I think the point is the end user doesn't see any of the benefits when they are using your application.

wvenable|11 years ago

In my opinion, it's not really any different outside of the Microsoft bubble except outside you're dealing with different vendors. In the time that all these technology changes by Microsoft, node.js came out of nothing, PHP got namespaces and package management, Python 3 became a thing nobody uses, Rails has several high-profile security bugs, etc, etc, etc.

It's the nature of the industry; if you stop moving you'll be left behind.

_random_|11 years ago

You missed node.js for Visual Studio did you? Node.js is a part of Microsoft "bubble" for years now (Azure support etc.).

Spearchucker|11 years ago

Interesting how different people have vastly different experiences. I've been using .NET since pre-release 1.0. Once I ran into my first reactionary "we might get left in the shit again" change I stopped using anything that wasn't in the core framework. I don't go near ORMs, and I don't touch LINQ either. I have code running in a project now that's 7 years old, and I cannot improve it, even after revisiting it many times. I love using Visual Studio, and I love writing .NET code. I try new things when I hear about them, but nothing has compelled me to change.

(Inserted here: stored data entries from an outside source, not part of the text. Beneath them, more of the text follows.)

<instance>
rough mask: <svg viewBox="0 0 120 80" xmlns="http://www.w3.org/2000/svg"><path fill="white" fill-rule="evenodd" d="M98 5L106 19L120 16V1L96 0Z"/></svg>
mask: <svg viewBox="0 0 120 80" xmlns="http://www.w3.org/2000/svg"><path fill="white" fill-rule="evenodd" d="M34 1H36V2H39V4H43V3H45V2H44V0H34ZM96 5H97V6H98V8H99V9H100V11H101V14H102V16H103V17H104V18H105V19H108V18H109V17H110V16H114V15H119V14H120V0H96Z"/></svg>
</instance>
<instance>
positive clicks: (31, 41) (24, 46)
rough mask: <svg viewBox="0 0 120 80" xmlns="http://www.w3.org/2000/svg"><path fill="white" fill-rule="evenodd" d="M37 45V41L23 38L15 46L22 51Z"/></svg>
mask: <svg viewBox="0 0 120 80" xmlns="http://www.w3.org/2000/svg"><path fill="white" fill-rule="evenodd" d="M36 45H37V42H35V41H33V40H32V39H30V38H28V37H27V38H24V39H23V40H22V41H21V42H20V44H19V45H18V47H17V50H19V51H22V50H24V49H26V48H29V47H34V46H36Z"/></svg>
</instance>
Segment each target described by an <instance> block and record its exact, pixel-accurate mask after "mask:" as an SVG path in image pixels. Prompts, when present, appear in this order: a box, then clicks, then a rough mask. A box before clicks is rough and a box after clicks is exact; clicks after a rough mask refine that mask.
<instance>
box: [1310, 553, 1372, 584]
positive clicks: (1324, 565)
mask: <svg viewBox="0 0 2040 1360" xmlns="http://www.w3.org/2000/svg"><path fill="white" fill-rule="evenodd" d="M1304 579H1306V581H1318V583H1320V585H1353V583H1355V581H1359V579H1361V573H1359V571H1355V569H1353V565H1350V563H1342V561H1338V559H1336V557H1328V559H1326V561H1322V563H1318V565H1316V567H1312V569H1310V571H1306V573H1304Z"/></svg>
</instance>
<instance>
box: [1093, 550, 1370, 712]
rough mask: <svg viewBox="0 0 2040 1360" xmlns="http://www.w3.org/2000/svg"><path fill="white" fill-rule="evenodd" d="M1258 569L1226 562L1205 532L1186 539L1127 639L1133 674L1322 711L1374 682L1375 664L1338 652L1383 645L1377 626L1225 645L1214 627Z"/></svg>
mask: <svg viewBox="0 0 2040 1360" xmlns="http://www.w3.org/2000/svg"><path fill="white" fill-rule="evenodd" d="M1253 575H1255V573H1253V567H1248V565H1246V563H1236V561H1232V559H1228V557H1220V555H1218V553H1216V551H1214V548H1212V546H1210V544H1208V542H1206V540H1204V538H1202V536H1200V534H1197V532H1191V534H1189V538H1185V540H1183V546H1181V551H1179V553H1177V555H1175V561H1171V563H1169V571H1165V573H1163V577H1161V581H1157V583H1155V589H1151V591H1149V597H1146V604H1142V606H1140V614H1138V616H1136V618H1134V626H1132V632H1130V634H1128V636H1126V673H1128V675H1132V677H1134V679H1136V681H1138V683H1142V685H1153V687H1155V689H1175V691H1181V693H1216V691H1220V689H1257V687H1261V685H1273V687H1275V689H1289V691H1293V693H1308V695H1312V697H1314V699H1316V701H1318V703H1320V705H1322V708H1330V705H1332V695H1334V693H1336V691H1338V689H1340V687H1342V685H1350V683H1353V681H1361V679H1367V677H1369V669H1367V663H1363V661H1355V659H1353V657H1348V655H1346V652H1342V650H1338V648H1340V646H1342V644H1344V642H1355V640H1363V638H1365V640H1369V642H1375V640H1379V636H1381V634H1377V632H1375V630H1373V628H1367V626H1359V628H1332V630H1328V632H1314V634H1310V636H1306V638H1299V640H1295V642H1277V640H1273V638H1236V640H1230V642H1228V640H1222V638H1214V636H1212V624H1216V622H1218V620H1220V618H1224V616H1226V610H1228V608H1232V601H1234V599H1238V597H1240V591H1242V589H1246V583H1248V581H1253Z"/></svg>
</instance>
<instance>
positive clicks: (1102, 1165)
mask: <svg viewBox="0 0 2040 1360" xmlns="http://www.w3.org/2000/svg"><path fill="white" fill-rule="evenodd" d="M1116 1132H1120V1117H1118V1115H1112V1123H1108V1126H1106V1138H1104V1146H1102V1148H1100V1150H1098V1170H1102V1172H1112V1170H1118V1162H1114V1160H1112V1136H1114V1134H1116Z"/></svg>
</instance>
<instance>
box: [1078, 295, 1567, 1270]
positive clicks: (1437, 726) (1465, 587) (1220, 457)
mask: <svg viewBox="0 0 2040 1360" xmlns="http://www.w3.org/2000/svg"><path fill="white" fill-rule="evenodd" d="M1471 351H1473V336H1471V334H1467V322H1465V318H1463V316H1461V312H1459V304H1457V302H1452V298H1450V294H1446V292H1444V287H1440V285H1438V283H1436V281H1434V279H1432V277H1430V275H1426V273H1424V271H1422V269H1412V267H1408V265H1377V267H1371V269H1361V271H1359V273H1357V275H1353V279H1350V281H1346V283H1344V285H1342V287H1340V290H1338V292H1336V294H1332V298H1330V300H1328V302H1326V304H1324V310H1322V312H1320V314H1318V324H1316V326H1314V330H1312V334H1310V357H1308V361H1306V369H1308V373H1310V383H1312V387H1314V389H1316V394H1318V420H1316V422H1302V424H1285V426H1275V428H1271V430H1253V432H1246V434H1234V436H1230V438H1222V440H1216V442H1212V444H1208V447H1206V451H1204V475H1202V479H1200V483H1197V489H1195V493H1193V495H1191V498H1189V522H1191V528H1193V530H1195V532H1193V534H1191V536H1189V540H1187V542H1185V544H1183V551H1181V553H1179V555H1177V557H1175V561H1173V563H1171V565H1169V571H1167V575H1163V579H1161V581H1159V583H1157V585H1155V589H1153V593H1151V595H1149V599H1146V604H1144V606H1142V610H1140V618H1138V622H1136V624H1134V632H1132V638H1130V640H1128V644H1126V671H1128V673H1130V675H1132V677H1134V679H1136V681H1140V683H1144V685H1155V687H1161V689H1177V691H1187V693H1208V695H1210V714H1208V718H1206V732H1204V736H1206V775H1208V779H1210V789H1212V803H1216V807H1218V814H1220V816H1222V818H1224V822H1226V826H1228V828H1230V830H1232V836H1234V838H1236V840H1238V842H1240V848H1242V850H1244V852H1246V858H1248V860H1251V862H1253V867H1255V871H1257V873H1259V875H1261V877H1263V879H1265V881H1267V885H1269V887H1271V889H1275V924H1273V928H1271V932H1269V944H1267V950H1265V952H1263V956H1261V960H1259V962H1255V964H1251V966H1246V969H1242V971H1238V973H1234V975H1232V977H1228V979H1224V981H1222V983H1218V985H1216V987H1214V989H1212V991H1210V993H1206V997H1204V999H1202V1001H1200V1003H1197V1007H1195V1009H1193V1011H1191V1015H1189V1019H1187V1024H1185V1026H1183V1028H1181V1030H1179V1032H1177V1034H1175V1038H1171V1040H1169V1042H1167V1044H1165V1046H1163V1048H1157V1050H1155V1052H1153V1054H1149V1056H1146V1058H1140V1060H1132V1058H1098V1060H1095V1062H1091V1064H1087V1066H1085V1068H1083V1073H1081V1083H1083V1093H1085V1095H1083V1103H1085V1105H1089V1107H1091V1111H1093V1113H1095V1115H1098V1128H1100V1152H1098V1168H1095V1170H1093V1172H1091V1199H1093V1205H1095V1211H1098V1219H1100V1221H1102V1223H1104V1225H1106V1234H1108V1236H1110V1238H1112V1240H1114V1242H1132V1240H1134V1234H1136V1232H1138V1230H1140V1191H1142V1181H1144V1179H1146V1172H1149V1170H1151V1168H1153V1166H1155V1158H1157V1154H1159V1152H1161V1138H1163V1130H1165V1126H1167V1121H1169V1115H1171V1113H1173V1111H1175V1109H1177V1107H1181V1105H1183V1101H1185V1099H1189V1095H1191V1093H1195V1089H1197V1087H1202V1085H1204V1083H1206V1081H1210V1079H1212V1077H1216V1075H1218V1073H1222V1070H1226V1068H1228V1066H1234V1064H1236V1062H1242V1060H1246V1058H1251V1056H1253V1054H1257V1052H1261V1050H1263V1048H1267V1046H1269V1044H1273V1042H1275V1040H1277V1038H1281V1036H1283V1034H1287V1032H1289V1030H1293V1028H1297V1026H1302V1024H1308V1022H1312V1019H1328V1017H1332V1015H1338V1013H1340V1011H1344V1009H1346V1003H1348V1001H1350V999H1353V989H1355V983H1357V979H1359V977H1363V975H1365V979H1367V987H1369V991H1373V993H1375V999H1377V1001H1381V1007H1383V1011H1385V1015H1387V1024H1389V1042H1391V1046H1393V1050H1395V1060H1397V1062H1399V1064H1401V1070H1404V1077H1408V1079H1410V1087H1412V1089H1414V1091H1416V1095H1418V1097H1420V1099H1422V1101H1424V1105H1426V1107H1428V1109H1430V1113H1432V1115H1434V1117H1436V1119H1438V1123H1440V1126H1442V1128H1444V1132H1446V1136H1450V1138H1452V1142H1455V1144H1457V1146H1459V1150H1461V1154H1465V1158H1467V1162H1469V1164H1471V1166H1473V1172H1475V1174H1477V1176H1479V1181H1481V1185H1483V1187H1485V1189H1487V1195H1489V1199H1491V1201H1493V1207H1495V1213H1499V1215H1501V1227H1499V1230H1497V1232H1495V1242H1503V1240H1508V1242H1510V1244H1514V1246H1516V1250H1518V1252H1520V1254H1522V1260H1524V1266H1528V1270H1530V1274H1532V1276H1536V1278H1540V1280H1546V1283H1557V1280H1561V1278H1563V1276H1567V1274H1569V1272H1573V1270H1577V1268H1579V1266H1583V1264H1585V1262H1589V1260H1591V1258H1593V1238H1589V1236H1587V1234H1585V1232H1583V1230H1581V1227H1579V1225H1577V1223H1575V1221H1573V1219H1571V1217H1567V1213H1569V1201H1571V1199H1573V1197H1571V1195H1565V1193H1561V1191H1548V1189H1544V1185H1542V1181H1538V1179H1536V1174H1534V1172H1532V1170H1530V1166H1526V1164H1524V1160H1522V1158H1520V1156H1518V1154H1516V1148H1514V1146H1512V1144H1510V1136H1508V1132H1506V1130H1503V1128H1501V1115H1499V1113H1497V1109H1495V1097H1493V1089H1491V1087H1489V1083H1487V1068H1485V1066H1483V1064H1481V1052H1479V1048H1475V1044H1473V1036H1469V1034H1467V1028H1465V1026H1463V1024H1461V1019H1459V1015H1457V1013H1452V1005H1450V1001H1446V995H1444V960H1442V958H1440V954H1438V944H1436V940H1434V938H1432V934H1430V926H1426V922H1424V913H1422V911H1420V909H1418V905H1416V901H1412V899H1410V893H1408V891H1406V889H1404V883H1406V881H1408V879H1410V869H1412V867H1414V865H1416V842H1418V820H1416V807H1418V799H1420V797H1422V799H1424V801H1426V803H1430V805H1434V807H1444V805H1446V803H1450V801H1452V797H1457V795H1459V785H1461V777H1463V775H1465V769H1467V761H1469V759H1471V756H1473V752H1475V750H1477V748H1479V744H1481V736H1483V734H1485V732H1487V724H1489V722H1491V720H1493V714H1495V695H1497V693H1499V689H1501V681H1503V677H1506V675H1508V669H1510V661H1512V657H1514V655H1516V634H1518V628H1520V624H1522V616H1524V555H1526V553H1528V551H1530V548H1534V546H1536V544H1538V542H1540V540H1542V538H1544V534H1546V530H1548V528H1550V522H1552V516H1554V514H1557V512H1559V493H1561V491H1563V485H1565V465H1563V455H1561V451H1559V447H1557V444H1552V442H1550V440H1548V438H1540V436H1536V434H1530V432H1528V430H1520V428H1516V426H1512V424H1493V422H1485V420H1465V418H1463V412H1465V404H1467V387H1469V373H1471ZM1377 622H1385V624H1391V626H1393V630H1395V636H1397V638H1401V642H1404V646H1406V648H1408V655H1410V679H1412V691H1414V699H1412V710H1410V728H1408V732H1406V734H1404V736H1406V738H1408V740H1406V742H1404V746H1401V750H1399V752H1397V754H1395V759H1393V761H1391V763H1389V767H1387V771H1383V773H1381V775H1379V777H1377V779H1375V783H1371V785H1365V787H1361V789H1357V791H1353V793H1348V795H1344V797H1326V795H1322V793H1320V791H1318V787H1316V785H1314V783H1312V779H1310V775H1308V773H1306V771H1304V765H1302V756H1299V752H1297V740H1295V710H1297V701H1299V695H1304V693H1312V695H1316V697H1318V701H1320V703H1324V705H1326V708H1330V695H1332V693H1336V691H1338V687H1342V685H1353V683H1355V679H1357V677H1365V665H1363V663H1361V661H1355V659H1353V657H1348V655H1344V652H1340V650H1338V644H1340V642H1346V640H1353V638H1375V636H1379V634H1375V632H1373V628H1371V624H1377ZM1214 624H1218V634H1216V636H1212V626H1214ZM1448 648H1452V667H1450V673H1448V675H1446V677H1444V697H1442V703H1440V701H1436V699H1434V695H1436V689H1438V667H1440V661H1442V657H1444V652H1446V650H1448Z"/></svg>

PallarelCoedr|11 years ago

This reads like a standard list of a cocooned MS developer. With ServiceStack, NancyFX, NHibernate, Dapper, OrmLite, etc out there could you have just been making some bad choices?

And anyone who knew web, knew Silverlight didn't have a future from the very beginning.

bananas|11 years ago

The only bad choice was the foundation on which to build the product. The above technologies are pretty much a response to the world being better elsewhere. Unfortunately the responses are pretty immature, poorly documented with bad support reputations and virtually no backing.

I've used most of the above. ServiceStack was pretty good but nothing in comparison to Jasper which has much better documentation, a cleaner architecture, stable migration notes and better performance. Look: https://jersey.java.net/documentation/latest/index.html

NancyFX I haven't touched.

NHibernate is a buggy behemoth with a learning curve from hell. It doesn't scale well with project size (we have 2000 tables of which about 500 are NH mapped "model-first") and it stinks. The SQL generated is terrible, it's impossible to debug when it goes wrong other than sift through 50Mb of log4net DEBUG level logs. To add insult to injury, the LINQ provider is so buggy it's like programming with a hand grenade. I've used hibernate in java and NHibernate isn't even a tenth of the way to the maturity and reliability.

Dapper - I really like Dapper. I have used it for data transforms before. However it doesn't play well with low trust as it uses IL emit.

OrmLite - see ServiceStack.

Not bad choices - just choices I either regret or had to make because the whole ecosystem is amateurish outside of Microsoft and unstable inside of Microsoft. Sorry.

duncans|11 years ago

> And anyone who knew web, knew Silverlight didn't have a future from the very beginning.

Totally agree. In 2006/7 jQuery effectively meant that Silverlight was DOA.

troygoode|11 years ago

Why are you still using it?

bananas|11 years ago

As for the company, we've got over one million lines of c#. As new subsystems appear they are being moved to other technologies (Angular + Java + Jersey + maven + guice + Jetty + Redis + postgresql). This takes time. The amount of code is tiny compared to the old implementations and the time to market and reliability is awesome.

As for me, because I'm in charge of the migration. When its gone I'm not even going to go to the funeral.